Tuesday, July 19, 2005

ALLIANCE BASE

Somehow I missed this story about Alliance Base in Paris, where intelligence agencies from France, Britain, Canada, Germany, Australia, and the U.S. coordinate counterterrorism operations.
Alliance Base...was set up by the CIA and French intelligence services in 2002, according to U.S. and European intelligence sources. Its existence has not been previously disclosed.

Funded largely by the CIA's Counterterrorist Center, Alliance Base analyzes the transnational movement of terrorist suspects and develops operations to catch or spy on them.

Alliance Base demonstrates how most counterterrorism operations actually take place: through secretive alliances between the CIA and other countries' intelligence services. This is not the work of large army formations, or even small special forces teams, but of handfuls of U.S. intelligence case officers working with handfuls of foreign operatives, often in tentative arrangements.
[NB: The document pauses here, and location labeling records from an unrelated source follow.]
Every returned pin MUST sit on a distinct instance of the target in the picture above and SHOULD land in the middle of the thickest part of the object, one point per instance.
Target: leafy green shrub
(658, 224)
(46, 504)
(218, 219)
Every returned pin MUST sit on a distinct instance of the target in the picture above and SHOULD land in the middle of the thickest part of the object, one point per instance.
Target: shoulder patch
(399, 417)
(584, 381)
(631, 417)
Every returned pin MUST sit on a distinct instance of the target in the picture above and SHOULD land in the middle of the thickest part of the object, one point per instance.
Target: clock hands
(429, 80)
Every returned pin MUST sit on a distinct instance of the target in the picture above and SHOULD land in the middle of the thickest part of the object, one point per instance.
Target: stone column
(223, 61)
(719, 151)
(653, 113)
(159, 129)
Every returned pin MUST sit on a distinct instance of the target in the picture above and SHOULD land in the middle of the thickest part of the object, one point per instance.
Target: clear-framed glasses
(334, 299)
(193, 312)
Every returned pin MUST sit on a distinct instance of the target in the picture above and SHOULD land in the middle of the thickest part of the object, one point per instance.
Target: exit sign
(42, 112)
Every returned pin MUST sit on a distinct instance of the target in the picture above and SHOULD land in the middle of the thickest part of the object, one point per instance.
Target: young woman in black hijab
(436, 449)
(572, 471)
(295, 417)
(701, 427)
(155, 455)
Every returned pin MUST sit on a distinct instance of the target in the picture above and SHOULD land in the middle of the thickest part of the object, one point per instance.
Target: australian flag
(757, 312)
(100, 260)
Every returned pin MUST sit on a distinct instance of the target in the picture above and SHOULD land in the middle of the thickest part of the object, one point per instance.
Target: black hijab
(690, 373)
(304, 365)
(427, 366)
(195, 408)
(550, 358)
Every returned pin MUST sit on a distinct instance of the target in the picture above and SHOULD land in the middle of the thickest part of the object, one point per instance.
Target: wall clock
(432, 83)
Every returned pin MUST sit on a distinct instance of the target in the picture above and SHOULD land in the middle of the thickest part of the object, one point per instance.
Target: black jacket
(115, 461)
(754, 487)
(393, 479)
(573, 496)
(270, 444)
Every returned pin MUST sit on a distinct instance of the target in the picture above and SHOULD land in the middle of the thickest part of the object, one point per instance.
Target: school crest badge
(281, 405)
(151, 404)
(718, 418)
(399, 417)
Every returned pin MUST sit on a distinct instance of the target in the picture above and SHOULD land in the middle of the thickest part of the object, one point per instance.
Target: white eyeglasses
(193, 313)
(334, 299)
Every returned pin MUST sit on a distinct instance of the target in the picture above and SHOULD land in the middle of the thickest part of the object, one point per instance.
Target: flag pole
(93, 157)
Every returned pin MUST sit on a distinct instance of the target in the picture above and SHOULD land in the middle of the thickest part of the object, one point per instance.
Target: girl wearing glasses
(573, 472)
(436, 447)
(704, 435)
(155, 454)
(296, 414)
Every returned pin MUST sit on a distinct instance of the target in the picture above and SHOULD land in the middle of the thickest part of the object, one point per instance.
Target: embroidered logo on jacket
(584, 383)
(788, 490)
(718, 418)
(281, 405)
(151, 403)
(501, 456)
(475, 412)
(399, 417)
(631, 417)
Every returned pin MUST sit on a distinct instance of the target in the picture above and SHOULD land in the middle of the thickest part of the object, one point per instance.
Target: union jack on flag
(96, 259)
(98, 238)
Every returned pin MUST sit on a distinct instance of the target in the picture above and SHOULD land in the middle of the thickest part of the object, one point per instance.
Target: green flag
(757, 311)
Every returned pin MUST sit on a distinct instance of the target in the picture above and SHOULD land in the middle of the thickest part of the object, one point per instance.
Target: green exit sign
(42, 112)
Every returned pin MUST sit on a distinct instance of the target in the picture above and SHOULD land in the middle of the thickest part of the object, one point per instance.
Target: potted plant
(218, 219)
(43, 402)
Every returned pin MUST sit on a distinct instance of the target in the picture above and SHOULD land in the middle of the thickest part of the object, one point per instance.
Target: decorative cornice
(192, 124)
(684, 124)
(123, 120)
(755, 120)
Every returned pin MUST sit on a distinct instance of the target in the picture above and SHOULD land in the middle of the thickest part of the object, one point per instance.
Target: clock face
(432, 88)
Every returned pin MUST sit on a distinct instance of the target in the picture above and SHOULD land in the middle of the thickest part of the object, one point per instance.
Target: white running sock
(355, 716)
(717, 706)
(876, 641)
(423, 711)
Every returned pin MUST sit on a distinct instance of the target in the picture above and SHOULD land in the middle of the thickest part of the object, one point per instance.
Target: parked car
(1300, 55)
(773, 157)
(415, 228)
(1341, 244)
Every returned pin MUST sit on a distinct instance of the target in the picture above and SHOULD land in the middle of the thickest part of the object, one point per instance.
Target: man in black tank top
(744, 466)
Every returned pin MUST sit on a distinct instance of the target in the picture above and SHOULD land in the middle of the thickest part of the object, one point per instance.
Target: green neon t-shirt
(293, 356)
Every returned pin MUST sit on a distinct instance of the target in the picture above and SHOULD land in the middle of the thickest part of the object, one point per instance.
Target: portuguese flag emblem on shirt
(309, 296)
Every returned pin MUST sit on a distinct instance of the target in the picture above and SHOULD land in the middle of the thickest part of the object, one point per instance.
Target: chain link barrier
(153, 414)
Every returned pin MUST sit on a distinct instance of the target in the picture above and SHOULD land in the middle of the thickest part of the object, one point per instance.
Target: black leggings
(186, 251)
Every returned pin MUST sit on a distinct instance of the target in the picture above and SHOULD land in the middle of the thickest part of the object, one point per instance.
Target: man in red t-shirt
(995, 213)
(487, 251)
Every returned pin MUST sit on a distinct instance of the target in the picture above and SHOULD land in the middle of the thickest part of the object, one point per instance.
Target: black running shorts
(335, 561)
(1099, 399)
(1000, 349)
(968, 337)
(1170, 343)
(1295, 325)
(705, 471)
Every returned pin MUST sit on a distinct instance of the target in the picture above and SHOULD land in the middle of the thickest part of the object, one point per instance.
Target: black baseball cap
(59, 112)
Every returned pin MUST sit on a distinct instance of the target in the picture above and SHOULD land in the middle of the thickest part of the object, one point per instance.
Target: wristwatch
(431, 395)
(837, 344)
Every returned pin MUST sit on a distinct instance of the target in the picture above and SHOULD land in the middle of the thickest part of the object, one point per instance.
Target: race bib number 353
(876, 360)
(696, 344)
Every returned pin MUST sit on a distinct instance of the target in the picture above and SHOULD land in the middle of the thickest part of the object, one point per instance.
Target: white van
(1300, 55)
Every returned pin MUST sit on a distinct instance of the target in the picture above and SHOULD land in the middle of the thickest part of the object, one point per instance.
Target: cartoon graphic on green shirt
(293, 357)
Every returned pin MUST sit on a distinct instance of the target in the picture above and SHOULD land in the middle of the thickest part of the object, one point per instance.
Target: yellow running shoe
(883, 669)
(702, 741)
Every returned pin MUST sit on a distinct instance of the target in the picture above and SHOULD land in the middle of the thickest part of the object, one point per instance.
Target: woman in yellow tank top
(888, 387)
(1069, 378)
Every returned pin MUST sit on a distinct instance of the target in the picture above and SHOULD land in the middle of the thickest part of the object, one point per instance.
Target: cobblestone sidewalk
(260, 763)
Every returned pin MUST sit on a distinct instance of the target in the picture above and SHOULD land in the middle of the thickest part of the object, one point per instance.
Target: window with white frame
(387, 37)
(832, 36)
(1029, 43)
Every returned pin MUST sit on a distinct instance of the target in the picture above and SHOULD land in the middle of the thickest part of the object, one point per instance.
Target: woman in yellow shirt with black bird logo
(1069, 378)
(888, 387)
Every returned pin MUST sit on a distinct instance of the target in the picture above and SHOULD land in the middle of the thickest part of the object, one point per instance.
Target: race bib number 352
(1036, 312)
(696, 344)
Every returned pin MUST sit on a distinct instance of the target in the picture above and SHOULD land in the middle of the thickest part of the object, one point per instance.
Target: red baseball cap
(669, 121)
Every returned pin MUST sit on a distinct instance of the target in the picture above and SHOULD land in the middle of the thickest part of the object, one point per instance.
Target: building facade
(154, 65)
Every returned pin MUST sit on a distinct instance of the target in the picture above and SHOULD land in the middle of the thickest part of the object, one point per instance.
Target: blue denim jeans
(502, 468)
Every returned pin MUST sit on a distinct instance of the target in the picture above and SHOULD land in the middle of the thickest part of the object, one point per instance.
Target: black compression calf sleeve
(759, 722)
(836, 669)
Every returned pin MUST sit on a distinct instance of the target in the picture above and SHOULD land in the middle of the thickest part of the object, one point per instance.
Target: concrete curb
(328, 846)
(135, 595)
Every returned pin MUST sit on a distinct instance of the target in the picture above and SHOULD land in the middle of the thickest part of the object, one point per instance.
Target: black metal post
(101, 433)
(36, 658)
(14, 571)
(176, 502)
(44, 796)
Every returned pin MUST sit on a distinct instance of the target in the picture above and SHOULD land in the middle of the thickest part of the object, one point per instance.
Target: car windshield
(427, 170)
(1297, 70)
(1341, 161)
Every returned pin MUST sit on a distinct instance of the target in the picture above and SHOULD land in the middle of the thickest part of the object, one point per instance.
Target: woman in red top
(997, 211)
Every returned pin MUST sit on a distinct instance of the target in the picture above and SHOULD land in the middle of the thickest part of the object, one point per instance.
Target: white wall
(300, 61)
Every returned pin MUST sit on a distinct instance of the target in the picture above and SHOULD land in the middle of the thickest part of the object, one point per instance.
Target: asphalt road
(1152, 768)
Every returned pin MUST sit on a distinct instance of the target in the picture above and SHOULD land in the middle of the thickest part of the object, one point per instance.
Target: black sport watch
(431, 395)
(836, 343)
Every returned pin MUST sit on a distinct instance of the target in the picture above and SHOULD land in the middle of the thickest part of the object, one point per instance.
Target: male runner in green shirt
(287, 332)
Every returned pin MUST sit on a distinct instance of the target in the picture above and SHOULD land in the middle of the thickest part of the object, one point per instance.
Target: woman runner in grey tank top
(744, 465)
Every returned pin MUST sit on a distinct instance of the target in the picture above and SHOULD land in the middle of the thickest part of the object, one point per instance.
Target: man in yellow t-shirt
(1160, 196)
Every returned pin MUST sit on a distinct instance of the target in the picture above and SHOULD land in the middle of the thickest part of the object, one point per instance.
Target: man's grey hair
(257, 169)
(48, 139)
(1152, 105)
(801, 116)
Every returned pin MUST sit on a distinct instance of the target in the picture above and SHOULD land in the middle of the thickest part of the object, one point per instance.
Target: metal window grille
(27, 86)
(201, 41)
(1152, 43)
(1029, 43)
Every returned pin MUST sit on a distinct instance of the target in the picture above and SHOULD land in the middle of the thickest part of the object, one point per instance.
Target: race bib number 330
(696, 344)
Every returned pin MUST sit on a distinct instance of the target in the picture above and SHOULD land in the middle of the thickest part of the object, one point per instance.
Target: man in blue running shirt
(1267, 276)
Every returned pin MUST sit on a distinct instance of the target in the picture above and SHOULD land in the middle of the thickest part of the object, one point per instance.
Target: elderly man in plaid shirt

Such joint intelligence work has been responsible for identifying, tracking and capturing or killing the vast majority of committed jihadists who have been targeted outside Iraq and Afghanistan since the Sept. 11, 2001, attacks, according to terrorism experts.

The CIA declined to comment on Alliance Base, as did a spokesman for the French Embassy in Washington.

This is interesting:
The rarely discussed Langley-Paris connection also belies the public portrayal of acrimony between the two countries that erupted over the invasion of Iraq. Within the Bush administration, the discord was amplified by Defense Secretary Donald H. Rumsfeld, who has claimed the lead role in the administration's "global war on terrorism" and has sought to give the military more of a part in it.

But even as Rumsfeld was criticizing France in early 2003 for not doing its share in fighting terrorism, his U.S. Special Operations Command was finalizing a secret arrangement to put 200 French special forces under U.S. command in Afghanistan. Beginning in July 2003, its commanders have worked side by side there with U.S. commanders and CIA and National Security Agency representatives.

Yes, even as Rumsfeld was running at the mouth about "Old Europe," French special forces were being put under U.S. command in Afghanistan.